In recent weeks, the Federal Reserve and its apologists in Congress and the
media have launched numerous attacks on the Audit the Fed legislation. These
attacks amount to nothing more than distortions about the effects and intent
of the audit bill.
Fed apologists continue to claim that the Audit the Fed bill will somehow
limit the Federal Reserve's independence. Yet neither Federal Reserve Chair
Janet Yellen nor any other opponent of the audit bill has ever been able to
identify any provision of the bill giving Congress power to dictate monetary
policy. The only way this argument makes sense is if the simple act of increasing
transparency somehow infringes on the Fed's independence.
This argument is also flawed since the Federal Reserve has never been independent
from political pressure. As economists Daniel Smith and Peter Boettke put it
in their paper "An Episodic History of Modern Fed Independence," the Federal
Reserve "regularly accommodates debt, succumbs to political pressures, and
follows bureaucratic tendencies, compromising the Fed's operational independence."
The most infamous example of a Federal Reserve chair bowing to political pressure
is the way Federal Reserve Chairman Arthur Burns tailored monetary policy to
accommodate President Richard Nixon's demands for low interest rates. Nixon
and Burns were even recorded mocking the idea of Federal Reserve independence.
Nixon is not the only president to pressure a Federal Reserve chair to tailor
monetary policy to the president's political needs. In the fifties, President
Dwight Eisenhower pressured Fed Chairman William Martin to either resign or
increase the money supply. Martin eventually gave in to Ike's wishes for cheap
money. During the nineties, Alan Greenspan was accused by many political and
financial experts -- including then-Federal Reserve Board Member Alan Blinder
-- of tailoring Federal Reserve policies to help President Bill Clinton.
Some Federal Reserve apologists make the contradictory claim that the audit
bill is not only dangerous, but it is also unnecessary since the Fed is already
audited. It is true that the Federal Reserve is subject to some limited financial
audits, but these audits only reveal the amount of assets on the Fed's balance
sheets.
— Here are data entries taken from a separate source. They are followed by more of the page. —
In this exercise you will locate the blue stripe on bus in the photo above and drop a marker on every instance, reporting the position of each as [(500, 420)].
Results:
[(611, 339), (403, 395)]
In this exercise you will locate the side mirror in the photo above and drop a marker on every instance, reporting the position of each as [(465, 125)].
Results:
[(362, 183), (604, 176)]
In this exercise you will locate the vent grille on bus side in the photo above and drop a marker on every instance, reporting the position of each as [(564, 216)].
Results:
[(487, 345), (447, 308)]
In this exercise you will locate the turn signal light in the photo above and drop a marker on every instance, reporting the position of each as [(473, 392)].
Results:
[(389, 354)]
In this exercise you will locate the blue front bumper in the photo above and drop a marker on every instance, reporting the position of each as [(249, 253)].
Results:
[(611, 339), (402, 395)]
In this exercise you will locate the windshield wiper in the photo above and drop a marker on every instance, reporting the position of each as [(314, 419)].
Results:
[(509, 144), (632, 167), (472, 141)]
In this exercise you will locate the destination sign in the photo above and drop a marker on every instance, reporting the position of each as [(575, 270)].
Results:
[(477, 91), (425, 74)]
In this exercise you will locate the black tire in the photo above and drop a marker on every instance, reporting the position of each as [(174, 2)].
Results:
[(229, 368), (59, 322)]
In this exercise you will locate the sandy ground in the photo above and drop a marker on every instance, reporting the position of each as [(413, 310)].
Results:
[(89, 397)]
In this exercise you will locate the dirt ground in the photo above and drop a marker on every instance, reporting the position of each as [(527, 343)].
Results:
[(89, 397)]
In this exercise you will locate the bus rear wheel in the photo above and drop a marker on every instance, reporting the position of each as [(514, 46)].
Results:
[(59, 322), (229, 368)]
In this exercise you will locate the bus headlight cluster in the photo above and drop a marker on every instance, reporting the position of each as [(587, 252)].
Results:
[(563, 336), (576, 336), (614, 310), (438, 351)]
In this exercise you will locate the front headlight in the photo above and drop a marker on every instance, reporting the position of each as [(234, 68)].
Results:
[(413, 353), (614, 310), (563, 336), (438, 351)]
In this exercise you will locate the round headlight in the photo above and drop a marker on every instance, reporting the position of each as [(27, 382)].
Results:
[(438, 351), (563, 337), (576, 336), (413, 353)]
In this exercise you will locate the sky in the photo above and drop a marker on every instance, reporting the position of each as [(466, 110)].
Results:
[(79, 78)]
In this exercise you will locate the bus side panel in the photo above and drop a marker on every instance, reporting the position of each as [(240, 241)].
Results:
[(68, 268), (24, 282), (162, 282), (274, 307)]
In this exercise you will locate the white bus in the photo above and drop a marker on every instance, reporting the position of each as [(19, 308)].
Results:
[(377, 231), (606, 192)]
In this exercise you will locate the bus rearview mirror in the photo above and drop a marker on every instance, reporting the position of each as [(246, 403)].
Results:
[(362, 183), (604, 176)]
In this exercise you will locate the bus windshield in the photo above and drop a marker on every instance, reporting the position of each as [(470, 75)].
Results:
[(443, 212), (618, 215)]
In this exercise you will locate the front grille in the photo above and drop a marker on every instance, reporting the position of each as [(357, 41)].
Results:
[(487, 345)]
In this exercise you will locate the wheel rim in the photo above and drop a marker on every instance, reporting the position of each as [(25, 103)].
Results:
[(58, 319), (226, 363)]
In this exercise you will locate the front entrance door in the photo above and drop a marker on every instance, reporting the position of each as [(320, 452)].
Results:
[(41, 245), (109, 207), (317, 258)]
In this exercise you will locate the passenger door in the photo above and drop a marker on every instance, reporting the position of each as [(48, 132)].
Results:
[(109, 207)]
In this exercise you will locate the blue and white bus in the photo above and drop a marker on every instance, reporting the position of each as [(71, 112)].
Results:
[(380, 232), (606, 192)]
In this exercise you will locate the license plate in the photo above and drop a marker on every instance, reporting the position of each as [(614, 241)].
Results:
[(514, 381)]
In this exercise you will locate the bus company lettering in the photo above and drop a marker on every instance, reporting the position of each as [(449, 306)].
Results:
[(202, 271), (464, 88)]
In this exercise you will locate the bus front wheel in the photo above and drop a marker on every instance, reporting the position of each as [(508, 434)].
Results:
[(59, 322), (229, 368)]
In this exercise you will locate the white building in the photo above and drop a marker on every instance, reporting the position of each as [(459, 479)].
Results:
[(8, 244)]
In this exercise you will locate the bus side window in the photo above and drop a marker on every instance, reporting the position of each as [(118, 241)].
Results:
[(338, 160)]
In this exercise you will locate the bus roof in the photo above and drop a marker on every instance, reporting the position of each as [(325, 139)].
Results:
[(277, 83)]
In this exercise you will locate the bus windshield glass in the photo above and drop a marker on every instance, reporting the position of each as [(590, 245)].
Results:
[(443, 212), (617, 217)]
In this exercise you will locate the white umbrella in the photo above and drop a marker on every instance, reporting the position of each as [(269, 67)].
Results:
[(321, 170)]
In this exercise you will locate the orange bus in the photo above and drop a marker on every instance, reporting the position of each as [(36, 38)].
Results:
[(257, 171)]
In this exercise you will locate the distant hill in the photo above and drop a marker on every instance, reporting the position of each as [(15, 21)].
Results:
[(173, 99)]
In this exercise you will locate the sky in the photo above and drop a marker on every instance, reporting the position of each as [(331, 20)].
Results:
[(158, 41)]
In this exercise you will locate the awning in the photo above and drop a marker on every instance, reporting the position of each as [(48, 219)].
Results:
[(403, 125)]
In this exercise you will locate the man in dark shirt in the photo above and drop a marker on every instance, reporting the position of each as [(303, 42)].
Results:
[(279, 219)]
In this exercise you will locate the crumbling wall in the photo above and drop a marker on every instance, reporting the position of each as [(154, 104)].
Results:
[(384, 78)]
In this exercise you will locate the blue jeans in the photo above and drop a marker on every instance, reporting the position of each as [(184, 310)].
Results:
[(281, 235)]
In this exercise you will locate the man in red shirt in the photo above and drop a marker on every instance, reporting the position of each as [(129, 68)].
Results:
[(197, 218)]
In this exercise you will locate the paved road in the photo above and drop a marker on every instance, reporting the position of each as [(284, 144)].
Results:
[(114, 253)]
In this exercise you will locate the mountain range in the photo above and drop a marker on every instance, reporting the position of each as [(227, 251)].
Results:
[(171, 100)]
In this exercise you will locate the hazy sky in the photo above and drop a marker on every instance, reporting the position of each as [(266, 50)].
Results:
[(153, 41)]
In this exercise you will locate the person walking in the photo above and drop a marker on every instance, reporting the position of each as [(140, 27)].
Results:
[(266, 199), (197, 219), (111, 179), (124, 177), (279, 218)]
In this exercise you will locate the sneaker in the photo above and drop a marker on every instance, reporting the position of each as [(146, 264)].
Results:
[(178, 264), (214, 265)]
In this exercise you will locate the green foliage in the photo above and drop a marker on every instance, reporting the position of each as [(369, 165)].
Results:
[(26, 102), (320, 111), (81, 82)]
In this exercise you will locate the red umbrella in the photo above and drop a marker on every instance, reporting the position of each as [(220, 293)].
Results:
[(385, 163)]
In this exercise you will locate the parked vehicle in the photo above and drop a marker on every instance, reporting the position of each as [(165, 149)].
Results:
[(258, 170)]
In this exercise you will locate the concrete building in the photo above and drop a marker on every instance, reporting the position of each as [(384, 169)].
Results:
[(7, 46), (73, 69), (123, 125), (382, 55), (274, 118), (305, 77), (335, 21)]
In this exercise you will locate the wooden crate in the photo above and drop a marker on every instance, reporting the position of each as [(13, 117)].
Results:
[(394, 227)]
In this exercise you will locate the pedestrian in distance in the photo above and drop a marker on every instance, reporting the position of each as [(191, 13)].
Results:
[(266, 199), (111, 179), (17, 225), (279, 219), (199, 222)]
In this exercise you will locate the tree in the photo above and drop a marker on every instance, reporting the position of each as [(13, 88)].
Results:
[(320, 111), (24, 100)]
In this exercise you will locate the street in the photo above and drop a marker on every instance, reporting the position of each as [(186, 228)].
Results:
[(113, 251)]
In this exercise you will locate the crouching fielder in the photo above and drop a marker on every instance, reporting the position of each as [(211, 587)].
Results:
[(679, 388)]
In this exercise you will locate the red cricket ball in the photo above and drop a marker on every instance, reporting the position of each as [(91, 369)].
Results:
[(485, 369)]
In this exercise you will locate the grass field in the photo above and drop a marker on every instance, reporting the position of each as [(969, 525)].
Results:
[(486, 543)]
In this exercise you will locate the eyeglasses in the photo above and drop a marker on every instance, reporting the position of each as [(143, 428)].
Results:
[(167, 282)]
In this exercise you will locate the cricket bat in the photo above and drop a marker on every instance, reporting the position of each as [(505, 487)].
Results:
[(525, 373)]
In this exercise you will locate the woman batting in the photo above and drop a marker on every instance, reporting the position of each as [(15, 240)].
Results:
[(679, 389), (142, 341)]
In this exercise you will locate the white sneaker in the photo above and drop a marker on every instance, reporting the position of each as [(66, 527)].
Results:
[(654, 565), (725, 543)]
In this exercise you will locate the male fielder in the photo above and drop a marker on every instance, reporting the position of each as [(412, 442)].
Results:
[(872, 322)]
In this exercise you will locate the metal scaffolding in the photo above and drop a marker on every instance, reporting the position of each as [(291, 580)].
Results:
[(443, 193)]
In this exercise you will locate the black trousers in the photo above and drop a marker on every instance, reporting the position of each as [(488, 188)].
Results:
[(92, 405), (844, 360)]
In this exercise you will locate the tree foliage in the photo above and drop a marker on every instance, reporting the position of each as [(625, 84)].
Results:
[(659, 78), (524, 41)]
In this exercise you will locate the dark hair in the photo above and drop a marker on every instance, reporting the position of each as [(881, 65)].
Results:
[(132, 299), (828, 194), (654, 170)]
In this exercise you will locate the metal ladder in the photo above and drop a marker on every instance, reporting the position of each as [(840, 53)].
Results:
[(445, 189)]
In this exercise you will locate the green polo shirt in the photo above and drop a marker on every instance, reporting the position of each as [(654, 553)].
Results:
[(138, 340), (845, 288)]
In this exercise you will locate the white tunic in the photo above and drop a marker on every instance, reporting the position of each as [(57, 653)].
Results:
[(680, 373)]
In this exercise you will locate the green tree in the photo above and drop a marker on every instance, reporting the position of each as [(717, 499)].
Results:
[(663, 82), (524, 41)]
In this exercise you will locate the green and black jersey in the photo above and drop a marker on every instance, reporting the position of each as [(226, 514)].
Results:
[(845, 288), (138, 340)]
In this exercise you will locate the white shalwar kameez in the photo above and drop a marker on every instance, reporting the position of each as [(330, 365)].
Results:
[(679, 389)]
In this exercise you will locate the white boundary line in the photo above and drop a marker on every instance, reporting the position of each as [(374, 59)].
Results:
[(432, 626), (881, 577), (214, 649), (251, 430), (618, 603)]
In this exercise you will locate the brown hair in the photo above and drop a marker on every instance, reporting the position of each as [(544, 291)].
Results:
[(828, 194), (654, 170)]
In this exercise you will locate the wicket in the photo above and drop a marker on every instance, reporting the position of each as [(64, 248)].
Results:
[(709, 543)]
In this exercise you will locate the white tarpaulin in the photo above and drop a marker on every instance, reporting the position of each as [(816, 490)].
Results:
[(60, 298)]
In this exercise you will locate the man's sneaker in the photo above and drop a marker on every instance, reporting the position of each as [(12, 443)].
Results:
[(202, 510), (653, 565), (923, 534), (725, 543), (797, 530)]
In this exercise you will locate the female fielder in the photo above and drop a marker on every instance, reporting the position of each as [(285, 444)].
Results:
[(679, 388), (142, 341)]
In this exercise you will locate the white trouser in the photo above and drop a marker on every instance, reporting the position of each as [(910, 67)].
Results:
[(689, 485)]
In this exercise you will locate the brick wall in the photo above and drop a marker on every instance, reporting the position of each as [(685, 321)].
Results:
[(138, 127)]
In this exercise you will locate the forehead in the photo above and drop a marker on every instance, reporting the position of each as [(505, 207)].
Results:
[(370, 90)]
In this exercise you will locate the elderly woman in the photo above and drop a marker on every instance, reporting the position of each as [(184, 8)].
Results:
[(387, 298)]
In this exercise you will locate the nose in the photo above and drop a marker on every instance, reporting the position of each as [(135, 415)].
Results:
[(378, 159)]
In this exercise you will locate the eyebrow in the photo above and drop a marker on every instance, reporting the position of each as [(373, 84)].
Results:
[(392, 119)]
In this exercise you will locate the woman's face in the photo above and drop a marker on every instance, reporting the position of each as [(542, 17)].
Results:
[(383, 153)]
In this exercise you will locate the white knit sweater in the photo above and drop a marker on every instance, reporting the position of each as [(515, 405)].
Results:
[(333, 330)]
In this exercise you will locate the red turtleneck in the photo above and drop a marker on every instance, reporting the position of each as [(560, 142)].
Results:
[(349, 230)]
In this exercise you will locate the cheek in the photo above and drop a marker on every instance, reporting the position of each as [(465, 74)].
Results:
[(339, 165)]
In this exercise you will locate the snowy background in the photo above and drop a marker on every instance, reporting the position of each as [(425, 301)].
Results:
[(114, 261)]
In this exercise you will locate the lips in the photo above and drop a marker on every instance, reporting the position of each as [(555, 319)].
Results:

The Audit the Fed bill will reveal what was purchased, when it was
acquired, and why it was acquired.
Perhaps the real reason the Federal Reserve fears a full audit can be revealed
by examining the one-time audit of the Federal Reserve's response to the financial
crisis authorized by the Dodd-Frank law. This audit found that between 2007
and 2010 the Federal Reserve committed over $16 trillion -- more than four
times the annual budget of the United States -- to foreign central banks and
politically influential private companies. Can anyone doubt a full audit would
show similar instances of the Fed acting to benefit the political and economic
elites?
Some fed apologists are claiming that the audit bill is part of a conspiracy
to end the Fed. As the author of a book called End
the Fed, I find it laughable to suggest that I, and other audit supporters,
are hiding our true agenda. Besides, how could an audit advance efforts to
end the Fed unless the audit would prove that the American people would be
better off without the Fed? And don't the people have a right to know if they
are being harmed by the current monetary system?
For over a century, the Federal Reserve has operated in secrecy, to the benefit
of the elites and the detriment of the people. It is time to finally bring
transparency to monetary policy by auditing the Federal Reserve.